Where It All Goes Down
The poem begins with a speaker addressing a star. This tells us that the setting is at night. Well, at least the "imagined" setting is – this is a "lyric" poem, so it's more about recounting the speaker's imagination and feelings instead of telling a story. Maybe the best way to think about a lyric poem is as a dream – we all know that there are places or "settings" for the action in a dream, but that these can also change at any moment, and are sometimes unclear. So, yes, the speaker is addressing a star. As we talk about in our section on the "Speaker" himself, the fact that this is the North Star might also be significant for the setting. Because the North Star is typically used for navigation by travelers – especially travelers at sea – this might mean that the speaker is somewhere far from home, maybe at sea. (And if the speaker were at sea, the rocking motion of the water might be echoed in the gentle rising and falling motion of the woman's chest at the end of the poem.)
But this is all just speculation – remember, the speaker doesn't say anything explicitly about where he is. It's probably best to think about the traveler idea (which we get from the North Star image) as a metaphor for how the speaker is feeling. He might feel like he's adrift, but we don't really know where he is. In any case, the setting doesn't stay with the speaker for long. Instead, our field of vision suddenly rises, like the world's biggest crane shot (or maybe zooming out on Google Earth) from looking at the star to looking down on earth from the perspective of the star. And what does the star see? From that high up, the world is just a collection of barren, desolate scenes: endlessly moving waters wiping away the last speck of humanity, and cold blank snow landing on cold blank mountains and moors.

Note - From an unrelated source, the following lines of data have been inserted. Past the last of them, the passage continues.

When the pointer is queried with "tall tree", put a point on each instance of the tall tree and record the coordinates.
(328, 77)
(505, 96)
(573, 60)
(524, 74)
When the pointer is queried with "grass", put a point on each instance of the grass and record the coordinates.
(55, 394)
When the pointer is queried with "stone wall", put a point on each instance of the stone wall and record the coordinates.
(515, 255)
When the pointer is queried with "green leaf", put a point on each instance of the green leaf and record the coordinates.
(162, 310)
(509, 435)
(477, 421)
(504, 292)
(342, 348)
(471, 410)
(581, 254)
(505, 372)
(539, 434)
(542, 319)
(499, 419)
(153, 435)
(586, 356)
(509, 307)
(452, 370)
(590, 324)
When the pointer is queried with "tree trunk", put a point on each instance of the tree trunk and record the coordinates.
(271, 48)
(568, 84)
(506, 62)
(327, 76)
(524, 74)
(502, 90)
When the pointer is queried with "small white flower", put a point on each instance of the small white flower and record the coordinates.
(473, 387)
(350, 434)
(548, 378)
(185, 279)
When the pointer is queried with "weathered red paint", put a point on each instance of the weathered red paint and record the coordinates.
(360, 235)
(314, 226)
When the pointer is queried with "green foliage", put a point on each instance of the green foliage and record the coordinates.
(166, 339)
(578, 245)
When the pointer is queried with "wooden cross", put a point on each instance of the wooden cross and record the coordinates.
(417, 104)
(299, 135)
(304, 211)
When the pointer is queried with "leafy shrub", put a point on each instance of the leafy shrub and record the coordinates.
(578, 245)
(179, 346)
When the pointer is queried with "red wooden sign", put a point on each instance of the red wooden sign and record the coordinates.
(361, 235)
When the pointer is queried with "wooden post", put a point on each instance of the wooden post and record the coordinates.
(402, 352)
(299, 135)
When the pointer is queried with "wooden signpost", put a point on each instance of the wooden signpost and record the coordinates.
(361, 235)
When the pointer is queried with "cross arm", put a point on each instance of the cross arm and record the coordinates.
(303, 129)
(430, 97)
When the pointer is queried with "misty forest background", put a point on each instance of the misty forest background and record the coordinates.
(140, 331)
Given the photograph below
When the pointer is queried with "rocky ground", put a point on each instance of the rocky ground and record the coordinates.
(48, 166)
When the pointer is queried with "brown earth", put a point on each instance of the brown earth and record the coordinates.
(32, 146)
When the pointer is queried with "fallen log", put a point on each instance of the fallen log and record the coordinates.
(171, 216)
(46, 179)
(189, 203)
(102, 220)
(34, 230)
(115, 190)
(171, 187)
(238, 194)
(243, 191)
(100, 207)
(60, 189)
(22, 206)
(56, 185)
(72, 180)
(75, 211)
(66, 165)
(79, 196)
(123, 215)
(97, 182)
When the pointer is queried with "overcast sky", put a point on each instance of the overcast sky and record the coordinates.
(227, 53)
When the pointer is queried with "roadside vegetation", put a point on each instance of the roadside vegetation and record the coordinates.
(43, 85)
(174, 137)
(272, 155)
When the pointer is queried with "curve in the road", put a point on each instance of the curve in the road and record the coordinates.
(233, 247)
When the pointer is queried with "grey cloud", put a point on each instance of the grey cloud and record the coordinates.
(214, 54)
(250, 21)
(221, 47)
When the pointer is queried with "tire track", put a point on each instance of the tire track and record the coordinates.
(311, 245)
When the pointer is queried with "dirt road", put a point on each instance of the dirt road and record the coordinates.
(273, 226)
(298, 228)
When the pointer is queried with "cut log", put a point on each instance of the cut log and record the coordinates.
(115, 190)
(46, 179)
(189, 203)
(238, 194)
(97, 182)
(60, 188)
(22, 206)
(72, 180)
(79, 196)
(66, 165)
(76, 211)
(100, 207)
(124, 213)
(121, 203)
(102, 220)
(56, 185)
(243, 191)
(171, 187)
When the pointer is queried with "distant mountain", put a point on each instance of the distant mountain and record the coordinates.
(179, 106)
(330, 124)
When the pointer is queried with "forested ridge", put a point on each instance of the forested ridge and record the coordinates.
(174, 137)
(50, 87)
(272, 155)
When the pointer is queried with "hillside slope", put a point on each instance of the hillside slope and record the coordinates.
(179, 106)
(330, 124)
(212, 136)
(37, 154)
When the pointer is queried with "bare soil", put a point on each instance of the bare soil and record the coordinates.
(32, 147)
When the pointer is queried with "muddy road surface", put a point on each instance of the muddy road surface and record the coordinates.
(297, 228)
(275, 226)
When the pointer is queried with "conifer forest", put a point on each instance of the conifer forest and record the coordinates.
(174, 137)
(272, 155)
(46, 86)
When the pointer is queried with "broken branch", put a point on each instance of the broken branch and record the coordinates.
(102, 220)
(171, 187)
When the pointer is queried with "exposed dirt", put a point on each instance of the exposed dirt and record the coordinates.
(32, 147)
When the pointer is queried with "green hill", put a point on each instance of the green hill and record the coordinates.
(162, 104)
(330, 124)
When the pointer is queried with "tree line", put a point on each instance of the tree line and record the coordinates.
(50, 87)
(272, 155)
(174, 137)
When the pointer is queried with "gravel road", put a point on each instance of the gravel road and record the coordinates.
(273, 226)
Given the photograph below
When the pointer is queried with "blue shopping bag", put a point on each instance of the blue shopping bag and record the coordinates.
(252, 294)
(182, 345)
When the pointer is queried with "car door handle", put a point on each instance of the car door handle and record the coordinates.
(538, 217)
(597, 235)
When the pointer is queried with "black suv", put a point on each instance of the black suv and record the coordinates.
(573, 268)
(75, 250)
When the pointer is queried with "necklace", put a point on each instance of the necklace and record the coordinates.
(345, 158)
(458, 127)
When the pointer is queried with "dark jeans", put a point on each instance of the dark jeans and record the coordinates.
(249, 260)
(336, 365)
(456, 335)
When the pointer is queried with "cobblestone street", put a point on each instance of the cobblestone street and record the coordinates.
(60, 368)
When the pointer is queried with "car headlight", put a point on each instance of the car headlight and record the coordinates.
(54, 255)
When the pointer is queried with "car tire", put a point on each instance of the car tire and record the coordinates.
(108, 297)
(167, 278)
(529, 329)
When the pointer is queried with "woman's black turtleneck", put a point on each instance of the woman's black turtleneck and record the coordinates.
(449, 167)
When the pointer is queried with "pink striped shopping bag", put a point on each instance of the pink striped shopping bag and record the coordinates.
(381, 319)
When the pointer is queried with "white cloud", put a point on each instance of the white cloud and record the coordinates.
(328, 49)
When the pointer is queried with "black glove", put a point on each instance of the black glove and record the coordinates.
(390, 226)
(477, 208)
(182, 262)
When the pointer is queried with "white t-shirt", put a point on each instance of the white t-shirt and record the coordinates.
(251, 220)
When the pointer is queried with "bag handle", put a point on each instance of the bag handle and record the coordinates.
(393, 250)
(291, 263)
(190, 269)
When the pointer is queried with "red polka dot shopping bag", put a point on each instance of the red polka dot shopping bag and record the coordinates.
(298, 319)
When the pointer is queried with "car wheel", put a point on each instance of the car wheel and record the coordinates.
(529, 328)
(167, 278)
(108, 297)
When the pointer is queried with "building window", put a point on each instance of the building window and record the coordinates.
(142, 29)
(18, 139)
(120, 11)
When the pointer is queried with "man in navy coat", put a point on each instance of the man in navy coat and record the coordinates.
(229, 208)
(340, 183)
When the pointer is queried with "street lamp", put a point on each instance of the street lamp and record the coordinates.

But then Keats's speaker decides that he doesn't like viewing the world from so high up – instead, he suddenly zooms the perspective back down to an incredibly intimate scene: a man and a woman lying together, the man with his head resting on the woman's breast. In fact, the perspective is so intimate that we don't even get the whole scene; the emphasis is completely on the specific point of bodily contact. This setting, Keats's speaker tells us, is where is would like to spend all eternity. And if he can't he would like to "swoon" away into an entirely different setting, the non-setting or non-existence of death.